As highlighted by IT companies across the board, rising macroeconomic uncertainty and geopolitical tensions have emerged as key headwinds for global growth. US President Donald Trump’s tariff flip-flops, combined with a belligerent China’s refusal to back down from a trade war with the world’s largest economy, have ratcheted up risks of a global recession, impacting demand for IT services. Many clients in the US and EU – the major markets for India’s IT firms – are in a wait-and-watch mode.

Also Read: Inside Wipro’s smart factories: How AI is redefining manufacturing and the future of work

Are there any silver linings currently?

Despite the lacklustre show in Q4, deal wins have remained strong. TCS reported an overall deal total contract value (TCV) of $12.2 billion, a growth of 19.6% QoQ, while that of Wipro climbed 13% to $3.9 billion. Backed by a mega deal win, HCL Tech’s new deal wins soared 43% to $3 billion. Infosys’ large deal TCV increased 4.2% sequentially but declined 41.6% on-year. 
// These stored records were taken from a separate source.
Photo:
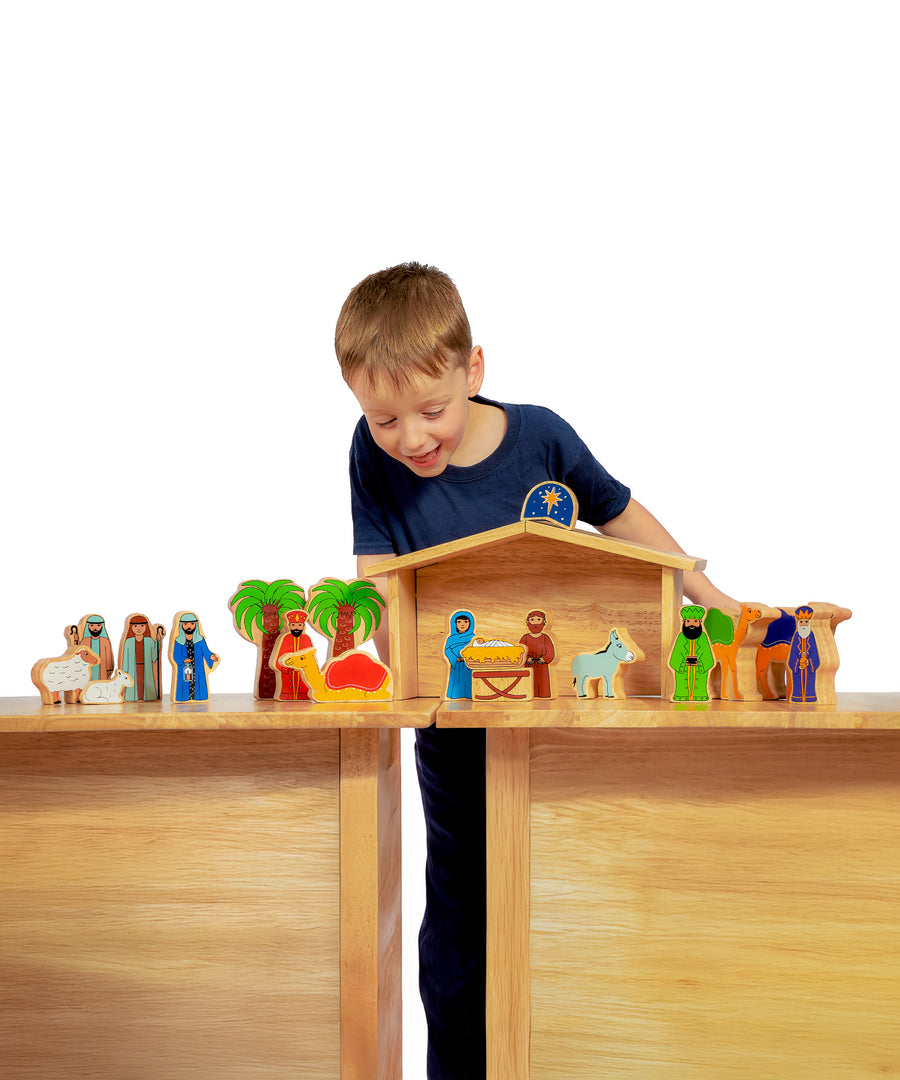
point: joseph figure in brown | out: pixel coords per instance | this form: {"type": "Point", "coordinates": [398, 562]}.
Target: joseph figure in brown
{"type": "Point", "coordinates": [539, 652]}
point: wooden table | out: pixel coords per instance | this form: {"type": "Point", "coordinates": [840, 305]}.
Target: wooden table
{"type": "Point", "coordinates": [693, 891]}
{"type": "Point", "coordinates": [203, 890]}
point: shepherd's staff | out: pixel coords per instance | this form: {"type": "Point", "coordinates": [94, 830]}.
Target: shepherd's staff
{"type": "Point", "coordinates": [160, 636]}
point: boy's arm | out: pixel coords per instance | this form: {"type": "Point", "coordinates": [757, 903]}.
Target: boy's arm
{"type": "Point", "coordinates": [380, 636]}
{"type": "Point", "coordinates": [637, 524]}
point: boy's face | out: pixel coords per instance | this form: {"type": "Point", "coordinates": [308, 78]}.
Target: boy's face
{"type": "Point", "coordinates": [424, 426]}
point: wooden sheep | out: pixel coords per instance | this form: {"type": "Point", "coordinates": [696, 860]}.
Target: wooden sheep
{"type": "Point", "coordinates": [107, 691]}
{"type": "Point", "coordinates": [66, 675]}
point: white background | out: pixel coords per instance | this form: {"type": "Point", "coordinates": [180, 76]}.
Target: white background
{"type": "Point", "coordinates": [676, 224]}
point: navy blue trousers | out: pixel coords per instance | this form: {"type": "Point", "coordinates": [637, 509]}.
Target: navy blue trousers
{"type": "Point", "coordinates": [452, 950]}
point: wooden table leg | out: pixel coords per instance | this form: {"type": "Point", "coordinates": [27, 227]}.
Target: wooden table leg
{"type": "Point", "coordinates": [508, 991]}
{"type": "Point", "coordinates": [371, 1023]}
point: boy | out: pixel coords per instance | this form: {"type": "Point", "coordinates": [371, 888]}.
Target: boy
{"type": "Point", "coordinates": [432, 461]}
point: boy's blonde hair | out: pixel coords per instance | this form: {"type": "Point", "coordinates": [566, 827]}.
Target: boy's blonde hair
{"type": "Point", "coordinates": [401, 324]}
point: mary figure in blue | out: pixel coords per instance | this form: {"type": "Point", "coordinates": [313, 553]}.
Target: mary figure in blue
{"type": "Point", "coordinates": [462, 630]}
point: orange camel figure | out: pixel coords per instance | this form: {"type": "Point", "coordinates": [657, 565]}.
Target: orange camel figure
{"type": "Point", "coordinates": [726, 652]}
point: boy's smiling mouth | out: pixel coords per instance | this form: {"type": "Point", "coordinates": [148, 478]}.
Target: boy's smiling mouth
{"type": "Point", "coordinates": [424, 460]}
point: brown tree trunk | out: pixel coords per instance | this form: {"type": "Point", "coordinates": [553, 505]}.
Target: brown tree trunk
{"type": "Point", "coordinates": [267, 682]}
{"type": "Point", "coordinates": [344, 630]}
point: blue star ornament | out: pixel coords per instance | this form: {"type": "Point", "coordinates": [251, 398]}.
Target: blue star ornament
{"type": "Point", "coordinates": [553, 502]}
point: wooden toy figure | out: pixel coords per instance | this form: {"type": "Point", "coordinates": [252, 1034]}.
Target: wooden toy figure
{"type": "Point", "coordinates": [539, 652]}
{"type": "Point", "coordinates": [139, 656]}
{"type": "Point", "coordinates": [604, 665]}
{"type": "Point", "coordinates": [462, 631]}
{"type": "Point", "coordinates": [92, 632]}
{"type": "Point", "coordinates": [258, 609]}
{"type": "Point", "coordinates": [771, 657]}
{"type": "Point", "coordinates": [352, 676]}
{"type": "Point", "coordinates": [190, 658]}
{"type": "Point", "coordinates": [692, 657]}
{"type": "Point", "coordinates": [107, 691]}
{"type": "Point", "coordinates": [803, 658]}
{"type": "Point", "coordinates": [726, 640]}
{"type": "Point", "coordinates": [65, 676]}
{"type": "Point", "coordinates": [295, 639]}
{"type": "Point", "coordinates": [347, 612]}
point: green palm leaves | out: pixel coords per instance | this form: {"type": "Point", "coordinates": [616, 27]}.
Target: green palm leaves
{"type": "Point", "coordinates": [345, 606]}
{"type": "Point", "coordinates": [257, 602]}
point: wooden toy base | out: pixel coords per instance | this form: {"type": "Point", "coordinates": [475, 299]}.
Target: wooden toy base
{"type": "Point", "coordinates": [673, 891]}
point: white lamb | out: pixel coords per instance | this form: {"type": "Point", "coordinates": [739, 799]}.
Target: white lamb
{"type": "Point", "coordinates": [68, 674]}
{"type": "Point", "coordinates": [107, 691]}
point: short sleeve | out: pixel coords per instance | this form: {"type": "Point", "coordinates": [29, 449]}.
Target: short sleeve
{"type": "Point", "coordinates": [371, 534]}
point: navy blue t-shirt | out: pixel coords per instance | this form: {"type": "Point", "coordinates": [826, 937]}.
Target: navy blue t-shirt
{"type": "Point", "coordinates": [395, 511]}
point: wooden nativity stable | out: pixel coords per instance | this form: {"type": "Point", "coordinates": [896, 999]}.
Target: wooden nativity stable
{"type": "Point", "coordinates": [586, 582]}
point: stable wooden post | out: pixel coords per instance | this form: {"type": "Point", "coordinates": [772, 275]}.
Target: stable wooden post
{"type": "Point", "coordinates": [508, 1006]}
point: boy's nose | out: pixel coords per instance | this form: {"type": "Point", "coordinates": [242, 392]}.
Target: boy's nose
{"type": "Point", "coordinates": [413, 439]}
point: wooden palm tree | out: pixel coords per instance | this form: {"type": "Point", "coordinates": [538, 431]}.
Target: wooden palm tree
{"type": "Point", "coordinates": [338, 609]}
{"type": "Point", "coordinates": [258, 609]}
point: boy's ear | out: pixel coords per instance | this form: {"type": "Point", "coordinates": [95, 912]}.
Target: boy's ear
{"type": "Point", "coordinates": [475, 372]}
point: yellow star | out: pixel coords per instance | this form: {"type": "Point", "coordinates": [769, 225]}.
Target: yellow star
{"type": "Point", "coordinates": [551, 497]}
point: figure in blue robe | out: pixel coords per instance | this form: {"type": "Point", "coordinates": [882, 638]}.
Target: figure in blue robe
{"type": "Point", "coordinates": [462, 630]}
{"type": "Point", "coordinates": [191, 657]}
{"type": "Point", "coordinates": [803, 660]}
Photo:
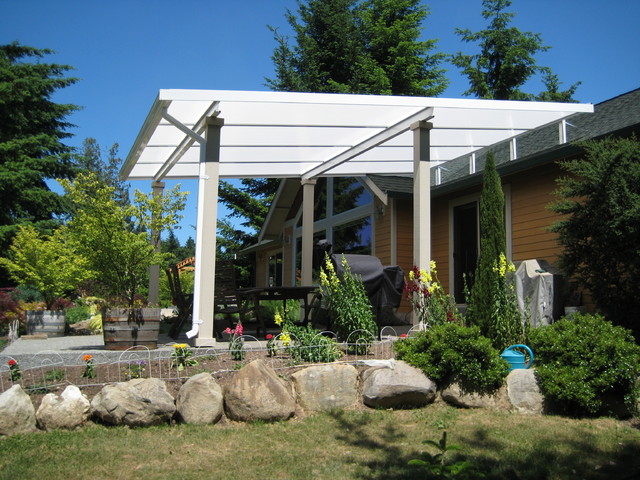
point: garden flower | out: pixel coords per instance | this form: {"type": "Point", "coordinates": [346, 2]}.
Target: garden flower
{"type": "Point", "coordinates": [89, 371]}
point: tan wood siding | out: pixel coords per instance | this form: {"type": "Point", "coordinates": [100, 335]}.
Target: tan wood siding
{"type": "Point", "coordinates": [531, 193]}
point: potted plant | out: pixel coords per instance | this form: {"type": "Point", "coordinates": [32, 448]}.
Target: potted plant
{"type": "Point", "coordinates": [119, 242]}
{"type": "Point", "coordinates": [53, 267]}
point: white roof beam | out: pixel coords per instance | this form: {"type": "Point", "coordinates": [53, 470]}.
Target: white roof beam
{"type": "Point", "coordinates": [192, 135]}
{"type": "Point", "coordinates": [371, 142]}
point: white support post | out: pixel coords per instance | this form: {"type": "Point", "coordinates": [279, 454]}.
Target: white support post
{"type": "Point", "coordinates": [421, 195]}
{"type": "Point", "coordinates": [154, 270]}
{"type": "Point", "coordinates": [207, 218]}
{"type": "Point", "coordinates": [308, 187]}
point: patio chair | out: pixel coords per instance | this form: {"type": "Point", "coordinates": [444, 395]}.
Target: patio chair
{"type": "Point", "coordinates": [182, 301]}
{"type": "Point", "coordinates": [228, 302]}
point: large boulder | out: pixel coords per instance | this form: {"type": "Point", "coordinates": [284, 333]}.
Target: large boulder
{"type": "Point", "coordinates": [398, 386]}
{"type": "Point", "coordinates": [68, 410]}
{"type": "Point", "coordinates": [257, 393]}
{"type": "Point", "coordinates": [459, 395]}
{"type": "Point", "coordinates": [200, 400]}
{"type": "Point", "coordinates": [136, 403]}
{"type": "Point", "coordinates": [17, 414]}
{"type": "Point", "coordinates": [523, 391]}
{"type": "Point", "coordinates": [326, 387]}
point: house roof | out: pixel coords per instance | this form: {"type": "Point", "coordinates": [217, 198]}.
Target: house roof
{"type": "Point", "coordinates": [305, 135]}
{"type": "Point", "coordinates": [619, 115]}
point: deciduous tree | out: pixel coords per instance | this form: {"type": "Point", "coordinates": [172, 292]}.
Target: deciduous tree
{"type": "Point", "coordinates": [506, 60]}
{"type": "Point", "coordinates": [600, 234]}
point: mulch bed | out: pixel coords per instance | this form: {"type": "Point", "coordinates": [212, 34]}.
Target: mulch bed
{"type": "Point", "coordinates": [54, 379]}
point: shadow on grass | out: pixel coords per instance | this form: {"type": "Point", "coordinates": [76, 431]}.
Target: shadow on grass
{"type": "Point", "coordinates": [488, 451]}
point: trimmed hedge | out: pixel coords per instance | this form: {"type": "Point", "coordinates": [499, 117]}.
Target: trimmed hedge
{"type": "Point", "coordinates": [583, 363]}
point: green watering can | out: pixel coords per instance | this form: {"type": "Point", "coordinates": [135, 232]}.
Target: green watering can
{"type": "Point", "coordinates": [517, 359]}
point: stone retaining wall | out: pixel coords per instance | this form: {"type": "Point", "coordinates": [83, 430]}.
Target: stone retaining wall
{"type": "Point", "coordinates": [256, 392]}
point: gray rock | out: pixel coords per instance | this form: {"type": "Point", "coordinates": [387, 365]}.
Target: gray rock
{"type": "Point", "coordinates": [399, 386]}
{"type": "Point", "coordinates": [17, 414]}
{"type": "Point", "coordinates": [68, 410]}
{"type": "Point", "coordinates": [136, 403]}
{"type": "Point", "coordinates": [200, 400]}
{"type": "Point", "coordinates": [523, 391]}
{"type": "Point", "coordinates": [257, 393]}
{"type": "Point", "coordinates": [457, 395]}
{"type": "Point", "coordinates": [326, 387]}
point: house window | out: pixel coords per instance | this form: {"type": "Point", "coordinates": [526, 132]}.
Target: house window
{"type": "Point", "coordinates": [275, 270]}
{"type": "Point", "coordinates": [353, 237]}
{"type": "Point", "coordinates": [348, 194]}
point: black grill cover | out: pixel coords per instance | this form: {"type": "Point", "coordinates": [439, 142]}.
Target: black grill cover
{"type": "Point", "coordinates": [384, 285]}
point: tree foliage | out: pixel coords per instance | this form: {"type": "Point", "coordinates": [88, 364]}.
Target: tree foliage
{"type": "Point", "coordinates": [350, 46]}
{"type": "Point", "coordinates": [600, 235]}
{"type": "Point", "coordinates": [492, 244]}
{"type": "Point", "coordinates": [49, 263]}
{"type": "Point", "coordinates": [32, 128]}
{"type": "Point", "coordinates": [506, 60]}
{"type": "Point", "coordinates": [116, 239]}
{"type": "Point", "coordinates": [90, 159]}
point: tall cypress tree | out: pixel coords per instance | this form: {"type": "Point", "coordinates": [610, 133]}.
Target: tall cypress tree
{"type": "Point", "coordinates": [506, 60]}
{"type": "Point", "coordinates": [492, 243]}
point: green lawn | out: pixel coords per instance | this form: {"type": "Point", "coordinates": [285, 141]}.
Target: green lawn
{"type": "Point", "coordinates": [372, 444]}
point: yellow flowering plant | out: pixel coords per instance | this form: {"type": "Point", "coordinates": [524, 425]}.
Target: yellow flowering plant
{"type": "Point", "coordinates": [427, 297]}
{"type": "Point", "coordinates": [181, 357]}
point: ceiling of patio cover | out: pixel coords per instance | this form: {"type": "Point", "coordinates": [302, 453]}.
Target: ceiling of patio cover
{"type": "Point", "coordinates": [283, 134]}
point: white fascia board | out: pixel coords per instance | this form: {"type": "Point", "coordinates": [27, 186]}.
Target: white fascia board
{"type": "Point", "coordinates": [369, 143]}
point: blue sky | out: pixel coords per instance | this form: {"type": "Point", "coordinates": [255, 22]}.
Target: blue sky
{"type": "Point", "coordinates": [124, 51]}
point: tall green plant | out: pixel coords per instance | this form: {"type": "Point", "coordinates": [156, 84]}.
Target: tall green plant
{"type": "Point", "coordinates": [347, 300]}
{"type": "Point", "coordinates": [117, 239]}
{"type": "Point", "coordinates": [49, 263]}
{"type": "Point", "coordinates": [492, 303]}
{"type": "Point", "coordinates": [492, 244]}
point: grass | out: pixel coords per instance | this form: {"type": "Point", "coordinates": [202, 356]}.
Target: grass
{"type": "Point", "coordinates": [373, 444]}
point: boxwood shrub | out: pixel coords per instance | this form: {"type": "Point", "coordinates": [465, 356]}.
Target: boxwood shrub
{"type": "Point", "coordinates": [453, 352]}
{"type": "Point", "coordinates": [585, 365]}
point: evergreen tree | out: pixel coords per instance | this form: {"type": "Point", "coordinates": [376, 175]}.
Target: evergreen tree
{"type": "Point", "coordinates": [600, 233]}
{"type": "Point", "coordinates": [492, 244]}
{"type": "Point", "coordinates": [347, 46]}
{"type": "Point", "coordinates": [32, 128]}
{"type": "Point", "coordinates": [400, 64]}
{"type": "Point", "coordinates": [506, 60]}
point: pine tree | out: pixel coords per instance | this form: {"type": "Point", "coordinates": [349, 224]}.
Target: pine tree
{"type": "Point", "coordinates": [32, 128]}
{"type": "Point", "coordinates": [351, 46]}
{"type": "Point", "coordinates": [506, 60]}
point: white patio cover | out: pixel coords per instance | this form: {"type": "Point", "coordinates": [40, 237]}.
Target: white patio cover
{"type": "Point", "coordinates": [306, 135]}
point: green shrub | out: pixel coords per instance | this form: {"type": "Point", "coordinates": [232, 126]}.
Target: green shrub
{"type": "Point", "coordinates": [348, 305]}
{"type": "Point", "coordinates": [584, 362]}
{"type": "Point", "coordinates": [309, 346]}
{"type": "Point", "coordinates": [453, 352]}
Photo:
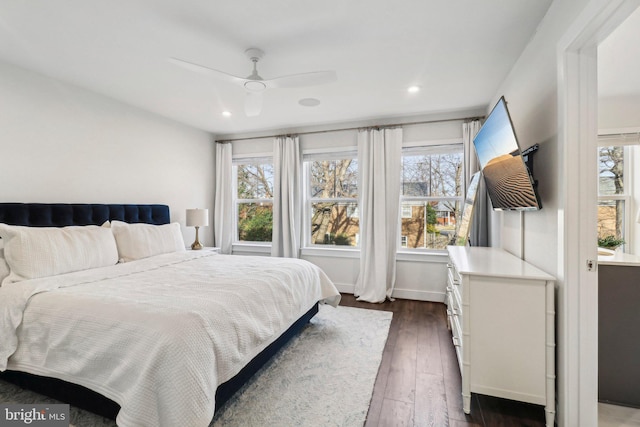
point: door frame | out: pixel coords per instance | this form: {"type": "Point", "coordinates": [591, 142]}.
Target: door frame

Companies said while decision-making has been delayed in pockets, clients are not backing away from discretionary spending in crucial areas like artificial intelligence and automation. Also, major US banks, which are among the top clients of Indian IT firms, have reported robust results and maintained that tech spending remains a strategic priority. This can provide a fillip to companies with high exposure to the BFSI vertical, like Mphasis (59%), Coforge (51%), Zensar (40%) and LTIMindtree (36%).

Also Read: Big Four of Indian IT lose market share; HCL Tech’s outlook offers little relief

What is the outlook for the IT pack?

The near-term prospects remain challenging. Infosys expects 0-3% revenue growth in FY2026 – its weakest guidance since April 2009. Wipro guided for IT services revenue growth to be -3.5% to -1.5% in Q1FY26, its weakest ever QoQ growth (excluding covid and global financial crisis quarters). 

IT stocks, which got significantly re-rated post-covid, have been underperforming for the last few months, which is bringing their valuations closer to 10-year averages. Also, analysts say the rise of new technologies like AI is reducing the incumbency advantage of IT majors, which presents entry opportunities for mid-cap companies.